Semaglutide, Tirzepatide, Retatrutide
Semaglutide and tirzepatide are FDA-approved, well-characterized, and accessible through telehealth programs. Retatrutide — a triple-receptor agonist in Phase III — showed ~24% weight loss at 48 weeks in Phase II data. The pipeline behind these compounds is deep. This is the most actionable tier for most people.
What to actually do
For most people, the right first step is a GLP-1 program through a licensed telehealth provider. The evidence is solid, access is straightforward, and the results are well-characterized. That's the highest-confidence move in this space right now.
For the broader longevity category, the most important thing is finding a physician with actual peptide experience — someone who reviews bloodwork, knows the interactions, and has real protocols. They exist in growing numbers and many work via telemedicine. Get baseline labs before starting anything. Change one variable at a time.

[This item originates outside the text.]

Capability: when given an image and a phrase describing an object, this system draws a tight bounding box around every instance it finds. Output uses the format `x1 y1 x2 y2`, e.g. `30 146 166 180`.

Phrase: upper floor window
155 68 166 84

The strongest case against
In July 2025, Eric Topol — cardiologist, researcher, and one of the most widely-read science writers in medicine — published a detailed critique of the peptide space in his Substack Ground Truths (200,000+ subscribers). His conclusion: the evidence base for non-GLP-1 peptides is essentially animal studies, adverse effects are real, and the demand is driven more by influencer culture than data.
His arguments deserve honest responses rather than dismissal.
"No evidence from randomized trials in humans."
Largely true — but the reason matters.
The RCT gap is real. What Topol doesn't address is why it exists. FDA trials cost hundreds of millions of dollars on molecules you can't patent. Thymosin alpha-1 — which was patented — is approved in 35+ countries. The compounds with patent protection got trials. The rest didn't. That's an incentive problem, not a safety verdict. The animal-to-human translation is still genuinely uncertain, and some of these may not work as claimed. That's worth saying clearly.
"Adverse effects aren't trivial."
This deserves a genuine concession.
Topol is right. Certain compounds carry real risk signals from the same animal models that show purported benefits. Anyone with a cancer history or predisposition should approach these compounds with explicit physician guidance. This is also why sourcing through physician-supervised compounding pharmacies matters — the risk profile is meaningfully different from unregulated grey market vendors, where impurity rates have tested as high as 86%.
"Anyone can get in the business — it's completely unregulated."
True, and it's part of why this site exists.
This is Topol's strongest practical point and we agree with it. The grey market sourcing problem is real — and it's collapsing under FDA enforcement. The correct response isn't to avoid peptides; it's to direct people toward legitimate channels: 503A/503B compounding pharmacies, licensed telehealth providers, physician oversight. That's exactly what this site is for.
The information gap between people who understand this space and people who don't is large. The window of broad, affordable access that exists right now may not exist in two years. The peptide revolution is already here. Most people just haven't noticed yet.